Kapitalizm, işsizliği, açlığı, sefaleti dayatıyor, savaşlar çıkarıyor. İnsana kök saldığı topraklarda yaşamayı imkânsız hale getiriyor. Son çareyi tüketince insanlar, yola revan oluyorlar. “Kalırsak ölürüz, göçersek bir umut yaşarız” diye düşünüyorlar. Bu tarih boyunca böyle oldu; insanlar, üstelik küçük gruplar halinde de değil, kavimler halinde göç ettiler.
Bu öyle bir “umut yolculuğu” ki beraberinde tarifsiz trajediler yaşanıyor. Afganistan, Pakistan ve İran’dan yola düşüp Türkiye üzerinden Avrupa’ya gitme hayali kuran mültecilerin kaçakçılar tarafından günlerce aç ve susuz bir şekilde ahırlarda bekletildiği ortaya çıktı. Bir başka insanlık krizi, göçmen mezarlığına dönüşen Akdeniz’de yaşanıyor. 2014 yılından bu yana Avrupa’ya göç etmek isteyen 20 binden fazla göçmen Akdeniz’de boğularak hayatını kaybetti.
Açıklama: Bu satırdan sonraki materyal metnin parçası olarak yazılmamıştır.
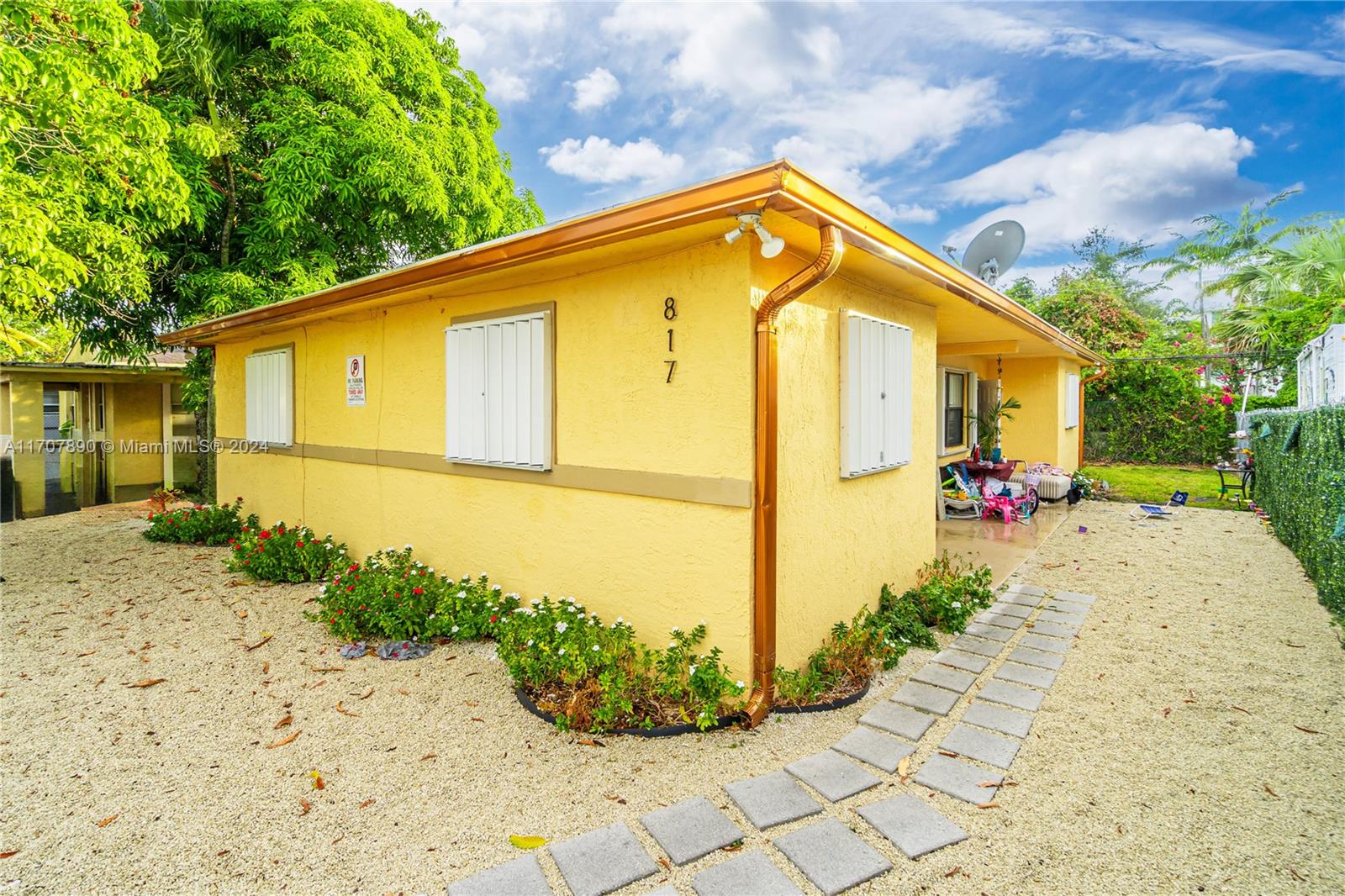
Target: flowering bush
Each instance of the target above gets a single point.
(947, 593)
(598, 677)
(394, 596)
(284, 553)
(199, 525)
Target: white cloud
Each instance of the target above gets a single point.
(504, 87)
(1138, 183)
(595, 91)
(600, 161)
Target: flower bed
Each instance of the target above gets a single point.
(197, 525)
(284, 553)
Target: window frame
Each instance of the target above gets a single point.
(288, 389)
(905, 412)
(546, 314)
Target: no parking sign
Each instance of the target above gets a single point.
(356, 380)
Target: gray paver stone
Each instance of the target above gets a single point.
(1013, 696)
(831, 856)
(748, 873)
(1026, 676)
(997, 719)
(988, 618)
(1064, 619)
(1010, 609)
(914, 826)
(993, 633)
(831, 775)
(690, 829)
(1055, 630)
(520, 878)
(1042, 642)
(878, 750)
(981, 746)
(945, 677)
(773, 799)
(958, 779)
(896, 719)
(1066, 607)
(978, 646)
(958, 660)
(1037, 658)
(935, 700)
(602, 860)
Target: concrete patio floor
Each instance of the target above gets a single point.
(1002, 546)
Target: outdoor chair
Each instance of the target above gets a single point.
(1170, 509)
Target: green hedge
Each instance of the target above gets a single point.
(1301, 483)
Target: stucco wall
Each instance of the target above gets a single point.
(1037, 432)
(841, 540)
(658, 562)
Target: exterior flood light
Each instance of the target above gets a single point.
(771, 246)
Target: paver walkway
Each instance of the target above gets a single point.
(1032, 630)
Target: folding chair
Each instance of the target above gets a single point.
(1170, 509)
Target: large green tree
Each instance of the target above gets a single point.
(349, 140)
(87, 179)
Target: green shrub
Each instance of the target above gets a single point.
(284, 553)
(198, 525)
(1301, 485)
(595, 677)
(394, 596)
(948, 593)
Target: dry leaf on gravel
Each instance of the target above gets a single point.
(526, 842)
(284, 741)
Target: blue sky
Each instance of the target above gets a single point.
(935, 118)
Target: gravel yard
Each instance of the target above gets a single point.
(1194, 741)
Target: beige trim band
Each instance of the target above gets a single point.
(699, 490)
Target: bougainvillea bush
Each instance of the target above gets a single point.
(1300, 461)
(396, 596)
(598, 677)
(284, 553)
(199, 524)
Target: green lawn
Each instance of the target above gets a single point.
(1147, 483)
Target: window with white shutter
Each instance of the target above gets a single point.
(876, 394)
(269, 387)
(1071, 401)
(498, 377)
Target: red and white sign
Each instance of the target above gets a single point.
(356, 380)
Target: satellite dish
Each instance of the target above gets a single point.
(994, 250)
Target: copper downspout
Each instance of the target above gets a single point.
(1102, 372)
(767, 440)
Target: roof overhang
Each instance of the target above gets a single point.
(779, 186)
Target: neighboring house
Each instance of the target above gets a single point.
(123, 427)
(629, 408)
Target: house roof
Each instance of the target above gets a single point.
(779, 186)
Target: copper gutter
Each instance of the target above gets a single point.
(1083, 382)
(767, 450)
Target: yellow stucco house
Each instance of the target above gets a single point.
(125, 430)
(632, 409)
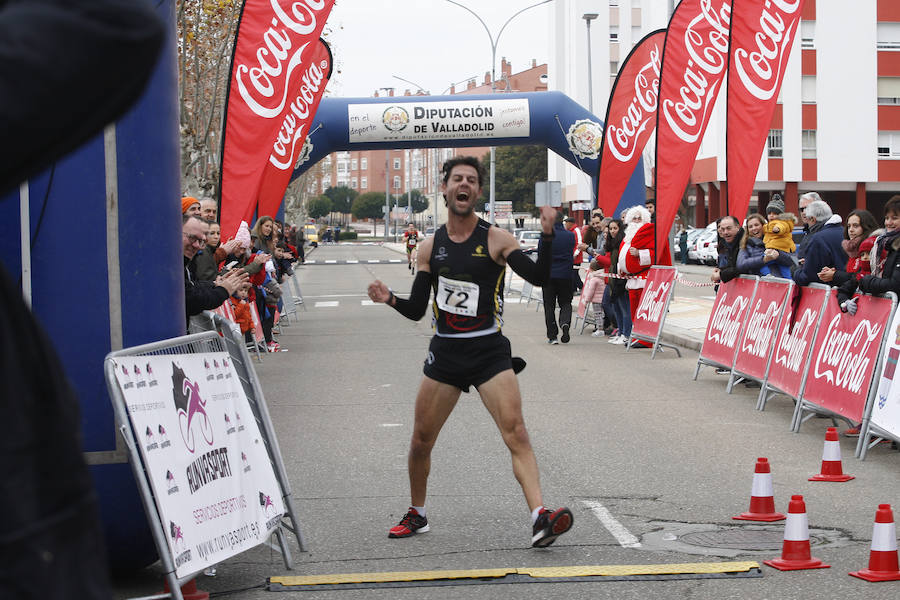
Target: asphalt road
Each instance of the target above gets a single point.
(634, 447)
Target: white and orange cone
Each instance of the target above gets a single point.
(795, 552)
(762, 498)
(831, 459)
(883, 557)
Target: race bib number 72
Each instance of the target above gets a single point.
(457, 297)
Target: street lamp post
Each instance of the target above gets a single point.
(588, 17)
(493, 76)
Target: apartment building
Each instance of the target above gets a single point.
(835, 130)
(418, 168)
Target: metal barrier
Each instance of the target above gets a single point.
(225, 338)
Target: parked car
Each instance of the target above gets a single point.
(698, 250)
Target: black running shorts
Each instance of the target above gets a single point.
(464, 362)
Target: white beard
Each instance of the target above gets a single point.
(630, 230)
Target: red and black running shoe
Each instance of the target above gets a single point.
(411, 523)
(549, 526)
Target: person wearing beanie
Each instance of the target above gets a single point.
(190, 206)
(778, 235)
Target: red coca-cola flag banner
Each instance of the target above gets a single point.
(844, 356)
(795, 340)
(278, 75)
(726, 321)
(762, 34)
(755, 350)
(695, 58)
(651, 311)
(630, 119)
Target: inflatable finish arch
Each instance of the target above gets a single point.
(548, 118)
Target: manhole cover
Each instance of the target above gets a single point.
(739, 539)
(716, 540)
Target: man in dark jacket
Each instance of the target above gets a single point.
(730, 235)
(823, 244)
(559, 288)
(97, 54)
(204, 295)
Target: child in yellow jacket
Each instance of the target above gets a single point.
(777, 236)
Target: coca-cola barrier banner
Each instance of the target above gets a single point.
(754, 351)
(762, 34)
(278, 75)
(798, 327)
(729, 312)
(845, 353)
(630, 119)
(695, 58)
(650, 314)
(886, 409)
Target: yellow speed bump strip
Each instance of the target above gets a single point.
(520, 575)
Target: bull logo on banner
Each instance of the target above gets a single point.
(726, 321)
(191, 409)
(841, 358)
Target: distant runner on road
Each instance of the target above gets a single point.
(410, 240)
(464, 263)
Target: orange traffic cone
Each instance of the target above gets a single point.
(831, 459)
(762, 499)
(883, 557)
(795, 554)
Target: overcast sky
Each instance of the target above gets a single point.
(430, 42)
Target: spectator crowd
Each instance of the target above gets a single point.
(246, 270)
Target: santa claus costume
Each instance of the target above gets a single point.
(637, 252)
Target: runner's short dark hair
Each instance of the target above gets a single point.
(463, 160)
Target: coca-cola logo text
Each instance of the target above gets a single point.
(773, 38)
(842, 359)
(653, 301)
(706, 43)
(760, 329)
(292, 131)
(792, 345)
(622, 139)
(264, 87)
(726, 321)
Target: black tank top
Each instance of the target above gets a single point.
(467, 285)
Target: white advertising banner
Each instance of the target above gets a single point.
(205, 459)
(460, 119)
(886, 410)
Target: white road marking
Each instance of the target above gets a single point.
(625, 538)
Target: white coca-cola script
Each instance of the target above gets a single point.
(842, 359)
(706, 43)
(755, 68)
(726, 321)
(760, 329)
(264, 87)
(791, 349)
(622, 139)
(652, 302)
(292, 131)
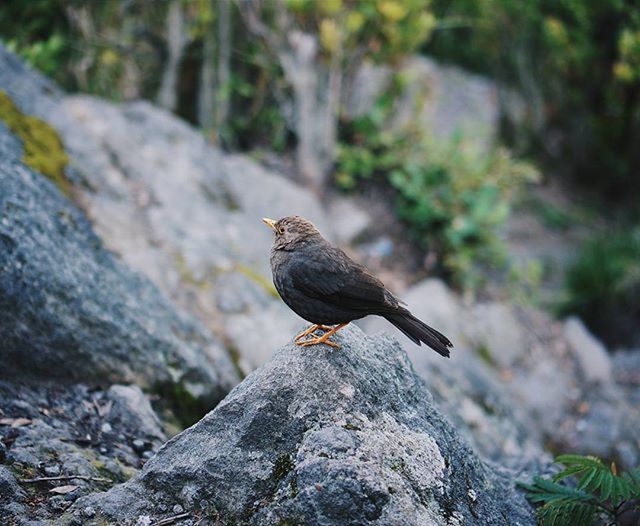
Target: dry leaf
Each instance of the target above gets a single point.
(15, 422)
(63, 490)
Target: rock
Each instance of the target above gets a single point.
(60, 434)
(348, 220)
(467, 388)
(322, 437)
(591, 355)
(514, 384)
(170, 204)
(12, 496)
(52, 471)
(70, 310)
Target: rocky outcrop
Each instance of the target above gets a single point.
(320, 437)
(50, 434)
(517, 381)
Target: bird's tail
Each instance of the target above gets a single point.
(418, 331)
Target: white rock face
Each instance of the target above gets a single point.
(446, 100)
(592, 356)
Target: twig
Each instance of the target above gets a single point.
(171, 520)
(65, 477)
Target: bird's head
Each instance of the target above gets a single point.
(291, 231)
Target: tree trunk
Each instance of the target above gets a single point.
(206, 93)
(176, 42)
(316, 92)
(224, 65)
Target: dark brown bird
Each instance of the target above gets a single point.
(323, 285)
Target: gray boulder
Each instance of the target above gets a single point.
(70, 310)
(445, 100)
(173, 206)
(590, 354)
(49, 431)
(519, 381)
(320, 437)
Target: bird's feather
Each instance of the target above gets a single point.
(348, 286)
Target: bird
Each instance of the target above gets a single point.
(323, 285)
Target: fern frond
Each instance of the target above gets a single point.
(594, 476)
(545, 491)
(560, 513)
(633, 479)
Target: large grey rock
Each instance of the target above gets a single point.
(321, 437)
(70, 310)
(445, 100)
(467, 388)
(171, 205)
(53, 430)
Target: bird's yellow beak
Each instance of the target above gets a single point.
(269, 222)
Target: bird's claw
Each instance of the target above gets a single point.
(311, 330)
(330, 331)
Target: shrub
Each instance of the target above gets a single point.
(603, 286)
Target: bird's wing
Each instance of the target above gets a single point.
(336, 279)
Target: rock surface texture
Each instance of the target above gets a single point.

Yüzbinlerce göçmen, Akdeniz ülkelerinde çadır kamplarda yaşıyor. Egemenler tarafından köpürtülen yabancı karşıtı histerinin ve beraberinde gelen lincin, kırımın kurbanı oluyor. Her yaştan ve her cinsten göçmen, sosyal haklarından mahrum şekilde düşük ücretlere çalıştırılıyor. Kız çocukları erken yaşta evlendiriliyor, ikinci eş olarak alınıp satılıyor.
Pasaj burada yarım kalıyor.